La aparición cíclica de algún episodio que pone en la superficie de las noticias a las hinchadas de los clubes de fútbol (en este caso a la de Central), es un clásico argentino a lo largo de los últimos 30 años. De un modo inexorable, el complejo sistema de complicidades entre los distintos actores del fenómeno fútbol, que vive en una tensión permanente, entra periódicamente en cortocircuito y rebota con intensidad en los medios de comunicación.
Andrés Pillín Bracamonte, el líder de la tribuna baja norte en Arroyito, y jefe de delegaciones canallas por las canchas del país, tuvo la habilidad de utilizar los medios para desplegar un discurso atractivo y hasta seductor, al decir que devolvería una cadenita de oro robada. Pillín aportó algunas verdades, pero fundamentalmente ocultó otras. Luego los directivos, víctimas de violencia de parte de sus propias criaturas, crecidas en buena medida por ser toleradas, financiadas o más aún, orgullosamente defendidas, no pudieron ofrecer una explicación atractiva y creíble y quedaron desprestigiados. Para no complicar más las cosas, posiblemente se desdigan ante la Justicia de las amenazas recibidas y la causa caerá por no reunir elementos que la sustenten.
Como en otras oportunidades, la noticia deja de ser noticia, el incendio se controla y todo vuelve a una tensa normalidad. Hasta que el próximo hecho grave de violencia, donde otra vez barras bravas, dirigentes, policía y AFA, interactuando con responsabilidad compartida, intenten y no puedan explicar el tráfico económico negro que circula entre ellos sin ningún control legal.
Falta un debate serio
Mientras tanto se pierde la oportunidad de abrir un debate a fondo acerca del recurrente fenómeno de la formación de barras bravas en los clubes de fútbol.
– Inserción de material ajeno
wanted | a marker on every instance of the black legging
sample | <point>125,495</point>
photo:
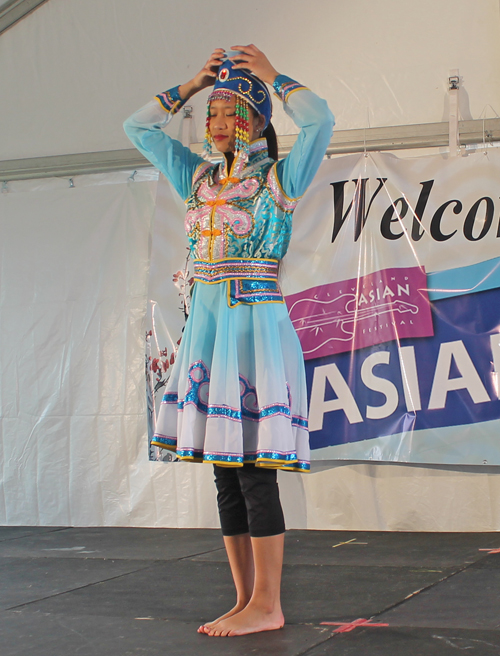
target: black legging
<point>249,501</point>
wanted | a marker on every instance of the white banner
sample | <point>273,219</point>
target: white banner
<point>392,282</point>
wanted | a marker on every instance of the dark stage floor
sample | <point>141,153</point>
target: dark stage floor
<point>124,591</point>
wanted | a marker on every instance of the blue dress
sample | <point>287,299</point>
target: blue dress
<point>237,391</point>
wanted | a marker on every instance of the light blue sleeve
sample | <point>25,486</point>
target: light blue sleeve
<point>144,129</point>
<point>312,115</point>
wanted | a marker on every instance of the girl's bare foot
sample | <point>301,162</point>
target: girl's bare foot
<point>205,628</point>
<point>251,619</point>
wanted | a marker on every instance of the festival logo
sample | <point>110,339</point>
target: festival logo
<point>379,307</point>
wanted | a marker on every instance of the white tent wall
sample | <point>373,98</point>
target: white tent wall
<point>71,71</point>
<point>74,261</point>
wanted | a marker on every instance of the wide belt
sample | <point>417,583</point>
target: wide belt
<point>235,269</point>
<point>249,281</point>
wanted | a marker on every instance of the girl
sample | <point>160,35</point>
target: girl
<point>237,396</point>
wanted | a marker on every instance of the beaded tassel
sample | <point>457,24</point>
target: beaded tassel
<point>242,111</point>
<point>207,144</point>
<point>242,141</point>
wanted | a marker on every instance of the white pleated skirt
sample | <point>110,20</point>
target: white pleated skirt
<point>237,391</point>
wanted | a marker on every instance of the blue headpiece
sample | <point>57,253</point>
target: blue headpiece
<point>246,86</point>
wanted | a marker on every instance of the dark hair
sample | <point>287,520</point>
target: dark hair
<point>270,135</point>
<point>272,141</point>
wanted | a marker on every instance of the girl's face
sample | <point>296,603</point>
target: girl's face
<point>223,128</point>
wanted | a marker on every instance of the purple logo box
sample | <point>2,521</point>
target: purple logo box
<point>349,315</point>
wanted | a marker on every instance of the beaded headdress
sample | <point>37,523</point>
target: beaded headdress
<point>249,91</point>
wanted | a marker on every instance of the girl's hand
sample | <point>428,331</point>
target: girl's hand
<point>205,78</point>
<point>254,60</point>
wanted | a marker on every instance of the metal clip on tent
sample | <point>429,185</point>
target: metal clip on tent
<point>453,88</point>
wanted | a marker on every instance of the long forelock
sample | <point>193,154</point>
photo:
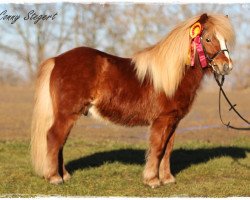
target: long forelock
<point>165,62</point>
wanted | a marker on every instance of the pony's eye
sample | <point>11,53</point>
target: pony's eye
<point>208,40</point>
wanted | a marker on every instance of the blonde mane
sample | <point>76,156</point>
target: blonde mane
<point>165,62</point>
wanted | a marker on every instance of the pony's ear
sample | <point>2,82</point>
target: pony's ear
<point>203,18</point>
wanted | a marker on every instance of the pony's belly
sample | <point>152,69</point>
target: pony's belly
<point>117,116</point>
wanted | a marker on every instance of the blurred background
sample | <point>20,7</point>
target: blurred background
<point>118,28</point>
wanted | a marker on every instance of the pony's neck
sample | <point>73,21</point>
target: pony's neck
<point>191,80</point>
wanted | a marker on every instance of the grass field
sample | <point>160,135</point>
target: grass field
<point>107,160</point>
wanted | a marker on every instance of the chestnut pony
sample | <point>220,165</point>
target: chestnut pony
<point>155,88</point>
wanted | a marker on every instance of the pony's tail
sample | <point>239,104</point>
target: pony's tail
<point>43,117</point>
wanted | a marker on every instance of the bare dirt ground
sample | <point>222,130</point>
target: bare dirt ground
<point>202,123</point>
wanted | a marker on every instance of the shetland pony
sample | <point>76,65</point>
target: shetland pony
<point>155,88</point>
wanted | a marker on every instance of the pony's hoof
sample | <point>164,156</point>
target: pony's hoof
<point>153,183</point>
<point>66,176</point>
<point>56,180</point>
<point>167,180</point>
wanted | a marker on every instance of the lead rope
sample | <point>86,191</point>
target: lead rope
<point>232,106</point>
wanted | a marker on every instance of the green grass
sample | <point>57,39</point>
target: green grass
<point>111,168</point>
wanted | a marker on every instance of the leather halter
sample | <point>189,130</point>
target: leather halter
<point>211,59</point>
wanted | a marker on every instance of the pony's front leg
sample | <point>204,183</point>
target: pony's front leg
<point>165,172</point>
<point>160,133</point>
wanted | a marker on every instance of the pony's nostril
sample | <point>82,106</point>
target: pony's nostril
<point>225,67</point>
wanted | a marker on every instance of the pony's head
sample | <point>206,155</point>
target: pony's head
<point>165,63</point>
<point>215,34</point>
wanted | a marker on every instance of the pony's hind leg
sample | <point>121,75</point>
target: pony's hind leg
<point>159,136</point>
<point>56,138</point>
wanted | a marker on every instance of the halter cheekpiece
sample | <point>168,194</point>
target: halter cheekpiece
<point>196,32</point>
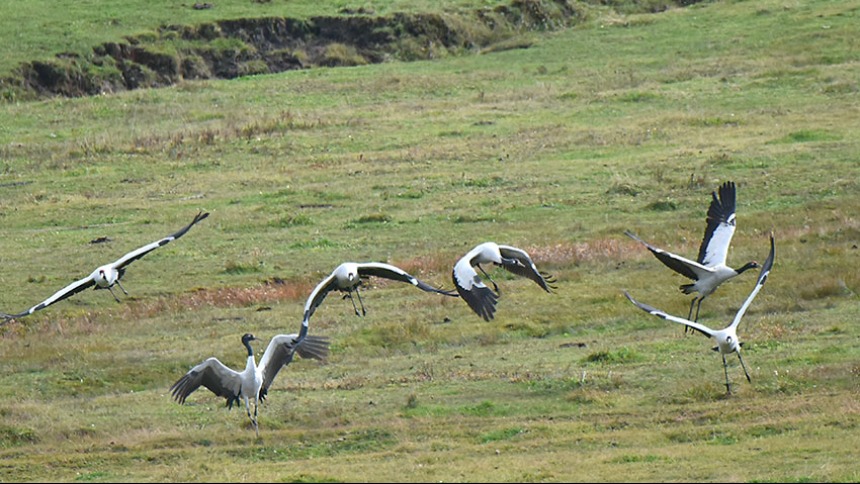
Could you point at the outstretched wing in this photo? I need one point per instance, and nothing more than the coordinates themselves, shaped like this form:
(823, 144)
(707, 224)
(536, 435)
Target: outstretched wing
(762, 278)
(63, 293)
(212, 374)
(280, 353)
(137, 254)
(656, 312)
(472, 289)
(388, 271)
(687, 268)
(720, 228)
(524, 266)
(315, 299)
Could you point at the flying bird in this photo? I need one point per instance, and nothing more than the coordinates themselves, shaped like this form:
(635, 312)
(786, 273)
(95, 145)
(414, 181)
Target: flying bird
(254, 381)
(472, 289)
(347, 278)
(104, 277)
(727, 338)
(709, 270)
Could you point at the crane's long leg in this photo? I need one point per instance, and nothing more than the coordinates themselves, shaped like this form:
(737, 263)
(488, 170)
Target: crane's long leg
(495, 286)
(744, 367)
(348, 295)
(726, 370)
(120, 286)
(360, 302)
(112, 294)
(688, 329)
(256, 425)
(699, 306)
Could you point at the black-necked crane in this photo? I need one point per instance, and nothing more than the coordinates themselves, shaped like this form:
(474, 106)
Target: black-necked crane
(709, 270)
(105, 276)
(254, 381)
(727, 338)
(472, 289)
(347, 277)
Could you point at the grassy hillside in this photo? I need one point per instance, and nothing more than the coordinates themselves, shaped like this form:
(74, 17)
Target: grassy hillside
(628, 121)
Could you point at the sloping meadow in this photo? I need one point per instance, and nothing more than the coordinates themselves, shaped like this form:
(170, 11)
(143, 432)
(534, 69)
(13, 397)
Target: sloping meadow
(625, 121)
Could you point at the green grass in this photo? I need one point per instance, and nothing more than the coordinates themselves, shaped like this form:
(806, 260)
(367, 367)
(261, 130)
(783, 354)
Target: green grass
(626, 121)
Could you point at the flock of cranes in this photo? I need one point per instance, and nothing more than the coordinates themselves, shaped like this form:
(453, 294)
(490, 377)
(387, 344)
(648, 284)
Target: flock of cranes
(251, 385)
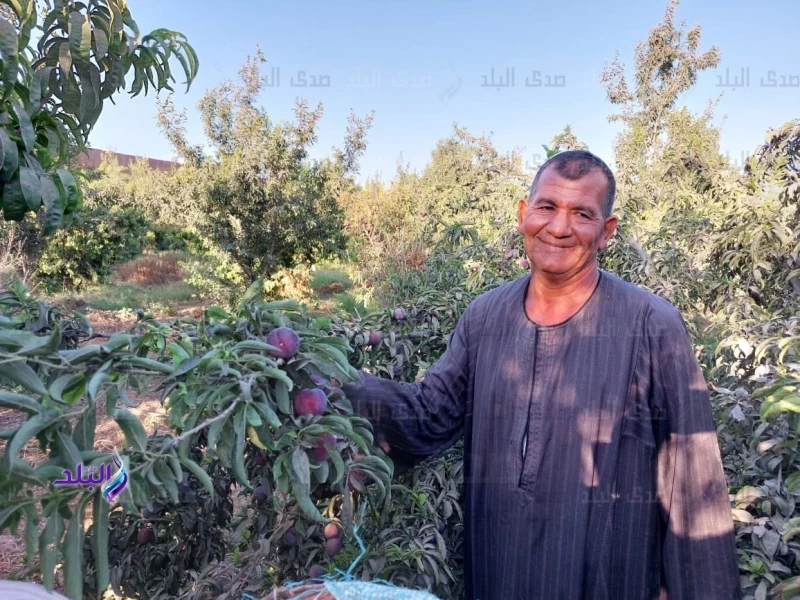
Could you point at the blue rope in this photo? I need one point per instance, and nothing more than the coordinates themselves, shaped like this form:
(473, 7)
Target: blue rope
(343, 576)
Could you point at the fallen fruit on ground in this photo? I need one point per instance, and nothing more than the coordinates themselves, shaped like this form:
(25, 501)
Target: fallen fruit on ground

Se sabe que pasan los años y naturalmente aparecen nuevos líderes que logran disciplinar bandas de hasta 300 o 400 pibes a su alrededor, en los casos de clubes con gran convocatoria de hinchas, como Central.
Cuando se rechaza a las barras con el clásico "son delincuentes que no quieren al club", se puede caer en una simplificación que no ayuda a explicar el fenómeno. E impida entenderlo en toda su dimensión, para después sí, controlarlo y desactivarlo.
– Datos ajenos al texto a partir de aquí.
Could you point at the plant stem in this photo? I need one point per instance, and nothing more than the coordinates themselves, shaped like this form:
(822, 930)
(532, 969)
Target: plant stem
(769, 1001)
Por lo pronto, no conviene subestimar las condiciones de personalidad que suelen tener los que llegan a jefes; se desarrollan sorteando muchos exámenes que se dan en el campo de batalla, aunque no sólo es cuestión de ver quién pega más fuerte. También suelen tener carisma, contactos para financiar los viajes e ingresos a las canchas. Y, según los casos, la renta de algún negocio ilegal. Pero lo más importante, cuentan con la aprobación mayoritaria del resto de los 30 mil hinchas y simpatizantes que ocupan tribunas y plateas de la misma cancha, alentando al mismo equipo. Porque hay que decirlo, no existirían barras bravas con semejante capacidad de movilización y despliegue estético en las tribunas cabeceras de las canchas argentinas sin el apoyo, pasivo pero mayoritario, del resto de los hinchas. Además, claro, del apoyo de los dirigentes, que es innegable. Basta con ver cómo se editan los más importantes programas de televisión del fútbol en Argentina: la imagen recurrente de la 12, la mítica barra brava de Boca, con los barras parados sobre los paraavalanchas y colgados de las banderas, son un recurso por excelencia de los editores, que saben muy bien qué le gusta ver a la gente.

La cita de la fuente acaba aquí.